Just as we call the Eucharist a sacrament, if we will allow Jesus to take us, bless us, and give us, our lives become a living sacrament. I am sure many of you remember the definition of a sacrament that you memorized in confirmation class. A sacrament is an outward and visible sign of an inward spiritual truth. When we allow Jesus to take us, bless us, and give us, the abundant good we do out in the world with our lives is an outward and visible sign of the inward spiritual truth that Christ is in us. Christ is in us taking ownership of our lives, blessing us with his love and grace so that we are empowered give ourselves to those in need around us. What we do in church ritualistically is intended to happen literally as we leave church and be Christ in the world—that’s the abundance of Eucharistic living. As I have said many times before, church work is done outside the walls of the church.
Henri Nouwen, the late Catholic priest and author, writes, “Imagine yourself as being deeply convinced that your love…your kindness to your friends and your generosity to the poor are little mustard seeds that will become strong trees in which many birds can build their nests! Imagine that, in the center of your heart, you trust that your smiles and handshakes, your embraces and your kisses are only the early signs of a worldwide community of love and peace!” Jesus wants you to be a living sacrament. Jesus wants to do a miracle through your life—a miracle that like a stone that falls in a pond blesses more and more people through ever expanding circular waves.

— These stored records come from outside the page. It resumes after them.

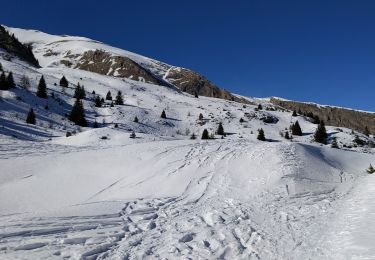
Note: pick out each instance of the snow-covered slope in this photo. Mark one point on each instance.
(102, 195)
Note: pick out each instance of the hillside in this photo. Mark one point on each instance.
(99, 194)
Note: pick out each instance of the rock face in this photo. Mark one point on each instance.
(104, 63)
(11, 44)
(334, 116)
(193, 83)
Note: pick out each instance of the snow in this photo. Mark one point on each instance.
(162, 195)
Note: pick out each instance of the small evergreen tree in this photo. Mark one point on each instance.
(42, 88)
(367, 132)
(334, 143)
(3, 82)
(370, 169)
(296, 129)
(98, 102)
(205, 135)
(220, 129)
(77, 115)
(163, 114)
(261, 135)
(320, 135)
(119, 99)
(108, 96)
(25, 82)
(64, 83)
(10, 81)
(31, 117)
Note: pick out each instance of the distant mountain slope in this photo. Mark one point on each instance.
(11, 44)
(86, 54)
(335, 116)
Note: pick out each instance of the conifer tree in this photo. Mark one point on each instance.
(119, 100)
(77, 115)
(220, 129)
(334, 143)
(98, 102)
(205, 135)
(10, 81)
(42, 88)
(3, 82)
(261, 135)
(31, 117)
(367, 132)
(370, 169)
(108, 96)
(64, 83)
(296, 129)
(320, 135)
(163, 114)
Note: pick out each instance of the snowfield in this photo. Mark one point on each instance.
(99, 194)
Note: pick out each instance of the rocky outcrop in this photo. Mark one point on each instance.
(334, 116)
(13, 46)
(104, 63)
(193, 83)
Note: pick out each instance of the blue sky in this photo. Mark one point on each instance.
(319, 51)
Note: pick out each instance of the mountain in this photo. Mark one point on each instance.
(133, 184)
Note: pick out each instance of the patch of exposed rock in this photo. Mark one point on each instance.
(193, 83)
(104, 63)
(335, 116)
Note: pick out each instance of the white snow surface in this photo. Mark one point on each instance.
(102, 195)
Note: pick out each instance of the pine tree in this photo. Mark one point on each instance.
(10, 81)
(42, 88)
(334, 143)
(296, 129)
(367, 132)
(220, 129)
(3, 82)
(320, 135)
(370, 169)
(119, 99)
(163, 115)
(31, 117)
(64, 83)
(108, 96)
(77, 115)
(205, 135)
(261, 135)
(98, 102)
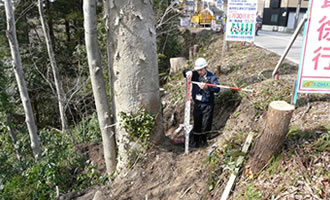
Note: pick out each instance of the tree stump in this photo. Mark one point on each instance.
(271, 139)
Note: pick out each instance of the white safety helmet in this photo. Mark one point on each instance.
(200, 63)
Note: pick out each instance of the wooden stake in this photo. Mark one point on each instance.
(239, 162)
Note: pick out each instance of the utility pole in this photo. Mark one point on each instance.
(297, 14)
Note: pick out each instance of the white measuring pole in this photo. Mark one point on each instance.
(187, 126)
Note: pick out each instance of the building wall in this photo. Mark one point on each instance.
(287, 3)
(293, 3)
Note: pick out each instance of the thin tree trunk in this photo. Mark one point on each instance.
(270, 142)
(98, 84)
(12, 133)
(136, 78)
(106, 5)
(56, 74)
(67, 30)
(19, 74)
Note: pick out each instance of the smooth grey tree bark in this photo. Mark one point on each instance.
(98, 84)
(58, 84)
(135, 71)
(19, 74)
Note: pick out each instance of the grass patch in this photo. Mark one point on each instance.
(252, 193)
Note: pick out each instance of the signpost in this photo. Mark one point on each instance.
(314, 67)
(241, 20)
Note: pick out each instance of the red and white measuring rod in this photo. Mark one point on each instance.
(227, 87)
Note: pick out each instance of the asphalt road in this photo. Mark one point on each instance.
(277, 43)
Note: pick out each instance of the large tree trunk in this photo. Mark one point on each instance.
(134, 61)
(270, 142)
(98, 84)
(56, 74)
(19, 74)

Do you believe in miracles? Do you believe that through you God can do more good than you ever thought possible? Do you believe that God will accomplish things through your life that will bless people in ways beyond imagination? I know I do. To many times, God has accomplished what I thought was impossible in my own life and experience.
Let me share a final thought. There is an interesting and perhaps even odd moment at end of this lesson. John tells us that after all had eaten and were totally satisfied Jesus asks his disciples to gather up all the leftovers and when they did this twelve baskets full of food are left. Now my parents always take the leftovers home when we eat out. It’s kind of annoying really. Most of the time they end up in the fridge and no one eats them, so they get thrown out a week later when they begin to change colors. You know what I am talking about. So why does John mention the leftovers—to demonstrate that Jesus is not a wastrel? Perhaps. I wouldn’t expect Jesus to be wasteful, but I don’t think that’s John’s point. I think John is saying that when Jesus takes, blesses, and gives us to the world everyone eats to the point of satisfaction with leftovers to feed even more if necessary. In other words, God’s grace that moves through us and out to the world overflows with abundance. You see not just the 5000 are fed—there are leftovers too! Everyone’s heart is satisfied and there is still more grace leftover for anyone else who might show up.
You are a sacrament. You are a blessing to many. You are a miracle. Amen.